Concurrency ≠ Threads

ajross · on July 8, 2008

"But there are other forms of concurrency. Processes that communicate using files, pipes, sockets, or even shared memory."

I don't see how this solves the problem. It's true that some problems work well as pipelines where each stage does some finite, balanced amount of work before passing the data off to the next stage. But many don't.

And I don't follow the files and shared memory argument at all: those are both shared, unsynchronized-in-the-base-API abstractions just like threading. And they're subject to all the same deadlocks and race conditions. The only difference is that you use slightly different synchronization primitives (e.g. fcntl() locks instead of mutex locks).
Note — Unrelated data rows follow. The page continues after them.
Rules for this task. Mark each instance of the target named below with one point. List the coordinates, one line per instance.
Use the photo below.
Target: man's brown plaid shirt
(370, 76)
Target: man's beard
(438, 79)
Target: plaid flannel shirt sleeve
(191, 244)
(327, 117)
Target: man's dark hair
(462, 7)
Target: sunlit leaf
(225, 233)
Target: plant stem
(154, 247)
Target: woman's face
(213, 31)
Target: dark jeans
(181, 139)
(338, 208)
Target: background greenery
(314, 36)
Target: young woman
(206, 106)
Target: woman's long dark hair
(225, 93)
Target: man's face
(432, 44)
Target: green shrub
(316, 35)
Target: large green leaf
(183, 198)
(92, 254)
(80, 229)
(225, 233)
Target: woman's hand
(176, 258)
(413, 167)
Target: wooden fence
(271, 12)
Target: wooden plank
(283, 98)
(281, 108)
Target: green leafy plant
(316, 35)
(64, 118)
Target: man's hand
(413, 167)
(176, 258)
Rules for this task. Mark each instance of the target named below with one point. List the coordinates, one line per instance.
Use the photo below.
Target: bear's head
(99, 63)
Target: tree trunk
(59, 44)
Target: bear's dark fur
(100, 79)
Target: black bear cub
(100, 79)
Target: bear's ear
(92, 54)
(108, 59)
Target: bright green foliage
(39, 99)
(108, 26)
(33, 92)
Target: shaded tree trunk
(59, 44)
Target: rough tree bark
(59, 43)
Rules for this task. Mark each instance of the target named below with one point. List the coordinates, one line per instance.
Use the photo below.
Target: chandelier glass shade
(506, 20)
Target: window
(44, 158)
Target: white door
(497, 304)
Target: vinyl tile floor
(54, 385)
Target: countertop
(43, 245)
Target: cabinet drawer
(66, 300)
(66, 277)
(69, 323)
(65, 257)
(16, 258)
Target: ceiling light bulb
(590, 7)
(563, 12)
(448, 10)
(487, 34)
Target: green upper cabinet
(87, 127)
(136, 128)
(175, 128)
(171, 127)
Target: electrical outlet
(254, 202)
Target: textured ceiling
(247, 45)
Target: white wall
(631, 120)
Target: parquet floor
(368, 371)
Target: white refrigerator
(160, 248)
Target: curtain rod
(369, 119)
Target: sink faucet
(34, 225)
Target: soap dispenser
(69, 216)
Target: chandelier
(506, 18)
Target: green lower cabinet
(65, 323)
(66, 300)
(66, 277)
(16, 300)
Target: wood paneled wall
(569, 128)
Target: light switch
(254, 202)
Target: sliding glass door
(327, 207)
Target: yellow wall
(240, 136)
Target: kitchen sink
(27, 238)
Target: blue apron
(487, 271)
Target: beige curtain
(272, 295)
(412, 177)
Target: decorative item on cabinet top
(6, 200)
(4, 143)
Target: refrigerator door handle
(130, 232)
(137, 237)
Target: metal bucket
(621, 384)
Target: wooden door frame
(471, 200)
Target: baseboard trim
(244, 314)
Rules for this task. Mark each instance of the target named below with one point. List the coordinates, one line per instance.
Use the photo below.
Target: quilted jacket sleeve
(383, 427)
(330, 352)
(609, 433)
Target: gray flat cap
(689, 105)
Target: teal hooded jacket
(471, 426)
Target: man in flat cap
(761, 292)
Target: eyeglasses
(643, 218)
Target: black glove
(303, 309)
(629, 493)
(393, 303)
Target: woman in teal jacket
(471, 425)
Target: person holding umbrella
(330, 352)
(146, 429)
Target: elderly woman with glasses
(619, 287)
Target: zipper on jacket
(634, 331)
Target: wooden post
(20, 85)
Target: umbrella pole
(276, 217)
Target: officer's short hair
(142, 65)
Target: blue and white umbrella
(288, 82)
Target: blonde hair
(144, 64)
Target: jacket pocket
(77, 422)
It's correct to point out that traditional threaded code is difficult to get right. But it's naive and unhelpful to point to any kind of "secret sauce" as the solution. The difficulty of concurrency lies in the problem itself, not the API.

sah · on July 8, 2008

"The difficulty of concurrency lies in the problem itself, not the API."

Isn't it possible that it's both? Concurrency is hard, but I think the classical threading model makes it harder. There are simplifications that really do make it easier to reason about concurrency, like doing all inter-thread communication via queues, OpenMP-style "parallelize this for loop" constructs, and pure-functional immutable data structures.

ajross · on July 8, 2008

Sure. And a reasonable discussion about that stuff and the tradeoffs involved (queues handlers need to be carefully balanced, for instance, and parallel loop constructs tend to drown CPUs in locking overhead) would be welcome. But the linked post was about "threads are bad, use secret sauce instead". There is no sauce.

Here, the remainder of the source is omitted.